You are viewing a plain text version of this content. The canonical link for it is here.
Posted to issues@lucene.apache.org by "Chris M. Hostetter (Jira)" <ji...@apache.org> on 2019/11/12 20:38:00 UTC

[jira] [Updated] (SOLR-13864) MathExpressionTest non-reproducible failures due to assertions of non-absolutes and randomization beyond test seed

     [ https://issues.apache.org/jira/browse/SOLR-13864?page=com.atlassian.jira.plugin.system.issuetabpanels:all-tabpanel ]

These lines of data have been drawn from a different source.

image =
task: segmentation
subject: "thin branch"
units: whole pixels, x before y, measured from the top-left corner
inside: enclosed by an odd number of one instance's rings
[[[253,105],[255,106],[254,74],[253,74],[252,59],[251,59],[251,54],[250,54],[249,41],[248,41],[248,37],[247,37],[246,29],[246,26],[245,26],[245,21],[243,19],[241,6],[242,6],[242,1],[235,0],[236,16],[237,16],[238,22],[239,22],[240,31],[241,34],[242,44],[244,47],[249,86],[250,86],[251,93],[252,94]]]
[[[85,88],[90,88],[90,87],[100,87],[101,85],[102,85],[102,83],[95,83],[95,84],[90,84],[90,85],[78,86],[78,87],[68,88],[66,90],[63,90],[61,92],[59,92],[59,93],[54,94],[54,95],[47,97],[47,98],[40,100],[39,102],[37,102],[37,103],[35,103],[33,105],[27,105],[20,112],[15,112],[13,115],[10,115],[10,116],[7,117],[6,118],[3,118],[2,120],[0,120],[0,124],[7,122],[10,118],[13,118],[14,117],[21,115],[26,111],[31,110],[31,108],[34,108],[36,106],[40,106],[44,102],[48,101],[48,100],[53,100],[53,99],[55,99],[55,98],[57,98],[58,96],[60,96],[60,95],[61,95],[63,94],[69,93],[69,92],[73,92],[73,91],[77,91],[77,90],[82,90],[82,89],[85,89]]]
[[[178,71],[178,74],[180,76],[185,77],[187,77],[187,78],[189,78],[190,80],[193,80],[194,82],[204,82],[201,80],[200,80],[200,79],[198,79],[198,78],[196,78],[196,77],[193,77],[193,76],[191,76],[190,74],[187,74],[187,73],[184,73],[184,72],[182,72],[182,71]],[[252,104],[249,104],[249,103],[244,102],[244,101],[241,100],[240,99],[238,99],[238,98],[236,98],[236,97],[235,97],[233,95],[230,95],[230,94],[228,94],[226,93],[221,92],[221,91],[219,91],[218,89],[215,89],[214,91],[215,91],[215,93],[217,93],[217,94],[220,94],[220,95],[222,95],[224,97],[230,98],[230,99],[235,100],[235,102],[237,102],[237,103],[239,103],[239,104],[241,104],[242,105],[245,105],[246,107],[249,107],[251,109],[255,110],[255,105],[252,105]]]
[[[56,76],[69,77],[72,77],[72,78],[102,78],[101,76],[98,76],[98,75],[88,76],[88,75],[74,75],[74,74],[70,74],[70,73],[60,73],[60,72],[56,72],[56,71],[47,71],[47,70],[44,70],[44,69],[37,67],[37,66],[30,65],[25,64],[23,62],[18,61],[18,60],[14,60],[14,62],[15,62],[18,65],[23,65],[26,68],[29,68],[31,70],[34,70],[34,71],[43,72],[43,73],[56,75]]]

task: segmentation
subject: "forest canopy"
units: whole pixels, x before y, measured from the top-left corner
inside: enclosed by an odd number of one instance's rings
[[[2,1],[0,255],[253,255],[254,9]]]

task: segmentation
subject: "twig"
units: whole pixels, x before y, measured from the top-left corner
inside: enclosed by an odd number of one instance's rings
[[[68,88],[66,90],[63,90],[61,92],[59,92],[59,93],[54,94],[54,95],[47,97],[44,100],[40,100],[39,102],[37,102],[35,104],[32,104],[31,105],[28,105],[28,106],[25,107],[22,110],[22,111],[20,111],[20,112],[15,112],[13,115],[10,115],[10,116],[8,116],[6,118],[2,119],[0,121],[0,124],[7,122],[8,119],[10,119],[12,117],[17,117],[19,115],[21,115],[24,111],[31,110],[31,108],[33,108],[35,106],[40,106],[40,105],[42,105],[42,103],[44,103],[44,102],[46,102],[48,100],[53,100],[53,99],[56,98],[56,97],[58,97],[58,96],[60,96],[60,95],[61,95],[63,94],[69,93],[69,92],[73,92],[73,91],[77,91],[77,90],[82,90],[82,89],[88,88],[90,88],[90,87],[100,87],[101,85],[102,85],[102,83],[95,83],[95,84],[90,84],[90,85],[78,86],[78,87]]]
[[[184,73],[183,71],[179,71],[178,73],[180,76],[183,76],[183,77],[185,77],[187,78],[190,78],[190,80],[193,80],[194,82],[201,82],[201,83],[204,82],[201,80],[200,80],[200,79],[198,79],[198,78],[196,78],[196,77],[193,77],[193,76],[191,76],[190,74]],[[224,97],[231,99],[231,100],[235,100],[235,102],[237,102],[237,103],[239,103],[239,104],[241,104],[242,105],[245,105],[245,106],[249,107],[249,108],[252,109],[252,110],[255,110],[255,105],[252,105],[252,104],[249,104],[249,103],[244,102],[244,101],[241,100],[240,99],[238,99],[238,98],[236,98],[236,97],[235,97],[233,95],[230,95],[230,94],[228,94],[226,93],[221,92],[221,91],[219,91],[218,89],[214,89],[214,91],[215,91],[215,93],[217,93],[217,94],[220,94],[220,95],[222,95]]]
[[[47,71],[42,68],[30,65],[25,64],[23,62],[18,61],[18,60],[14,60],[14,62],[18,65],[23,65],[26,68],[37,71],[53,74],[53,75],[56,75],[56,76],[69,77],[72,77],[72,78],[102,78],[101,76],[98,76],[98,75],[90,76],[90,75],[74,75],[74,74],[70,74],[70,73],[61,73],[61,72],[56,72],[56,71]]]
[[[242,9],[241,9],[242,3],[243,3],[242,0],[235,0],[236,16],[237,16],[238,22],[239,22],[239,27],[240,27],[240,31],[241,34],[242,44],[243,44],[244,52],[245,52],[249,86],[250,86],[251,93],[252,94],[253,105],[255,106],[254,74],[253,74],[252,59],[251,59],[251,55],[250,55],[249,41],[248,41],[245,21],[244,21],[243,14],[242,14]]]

Chris M. Hostetter updated SOLR-13864:
--------------------------------------
    Attachment: apache_Lucene-Solr-BadApples-Tests-master_531.log.txt
        Status: Open  (was: Open)

[~jbernste] - it looks like you only fixed testGammaDistribution ?

what about testZipFDistribution, testGeometricDistribution, and testFuzzyKmeans ? ... as mentioned above they also seem to fail sporadically due to explicit assumptions about the underlying random distributions.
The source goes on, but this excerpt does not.